Vibe-coding is great for rapid prototyping, but it leaves a mess.
When you rely purely on the "vibe," you lose the structural integrity of the codebase. The LLM doesn't care about your architectural patterns, your DRY principles, or your specific error-handling strategy unless you explicitly constrain it. You end up with a sprawling, undocumented mess of logic that works perfectly in a demo but breaks the moment you try to scale or refactor.
If you want to actually ship maintainable software using AI agents, you need a disciplined workflow. You can't just let the agent run wild.
Hardening your AI workflow
1. Enforce strict linting and formatting: Don't let the agent decide the style. Use Prettier and ESLint with a rigid config. If the agent's output doesn't pass the lint check, don't merge it.
2. Test-Driven Prompting: Instead of asking for a feature, ask for the test first. If you're using Cursor or Claude Code, write the failing test case yourself, then feed that test to the agent. This shifts the "vibe" into a verifiable requirement.

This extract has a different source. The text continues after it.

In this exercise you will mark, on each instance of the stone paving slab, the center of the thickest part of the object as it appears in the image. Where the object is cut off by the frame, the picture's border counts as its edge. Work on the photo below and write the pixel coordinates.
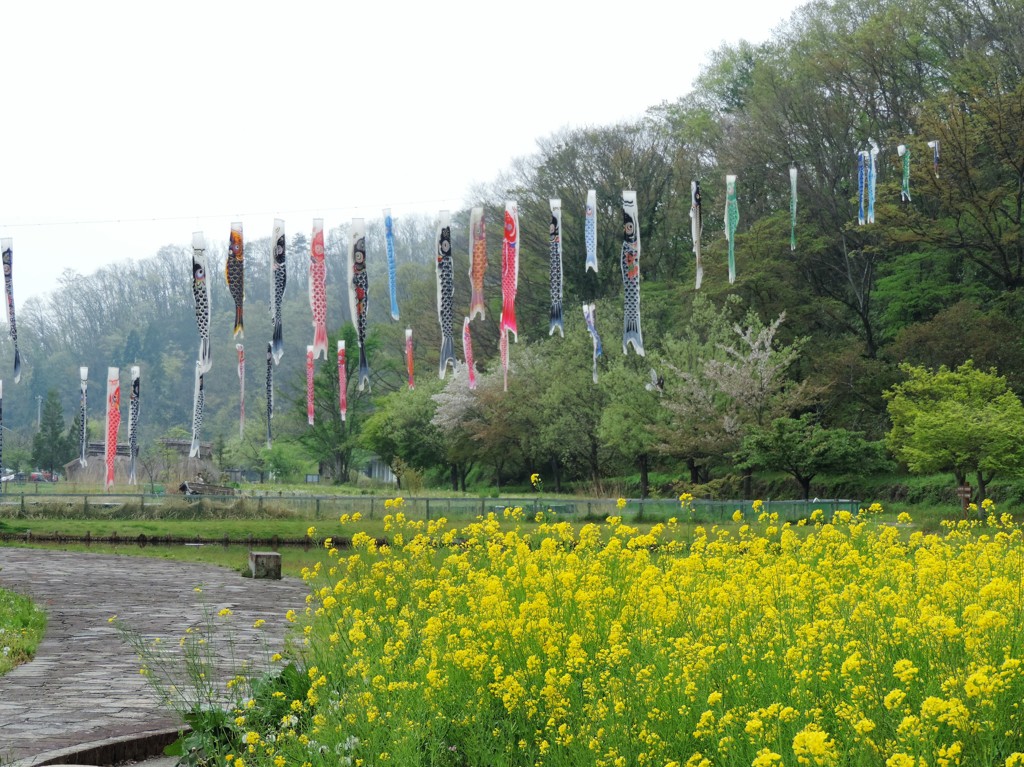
(84, 684)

3. Modularize the Context: Stop feeding the entire codebase into the prompt. Use .cursorrules or specific context files to define your architectural boundaries. Tell the agent: "All API calls must use the existing wrapper in /src/lib/api.ts."
4. The Refactor Pass: Every time an agent completes a "vibe" session, perform a manual code review specifically looking for "hallucinated" dependencies or redundant logic.
The goal is to move from a developer who just accepts what the AI gives them to a developer who orchestrates the AI. You aren't just a coder anymore; you're an editor-in-chief. If you don't implement these guardrails, you'll spend more time fixing the "vibe" than you did building the original feature.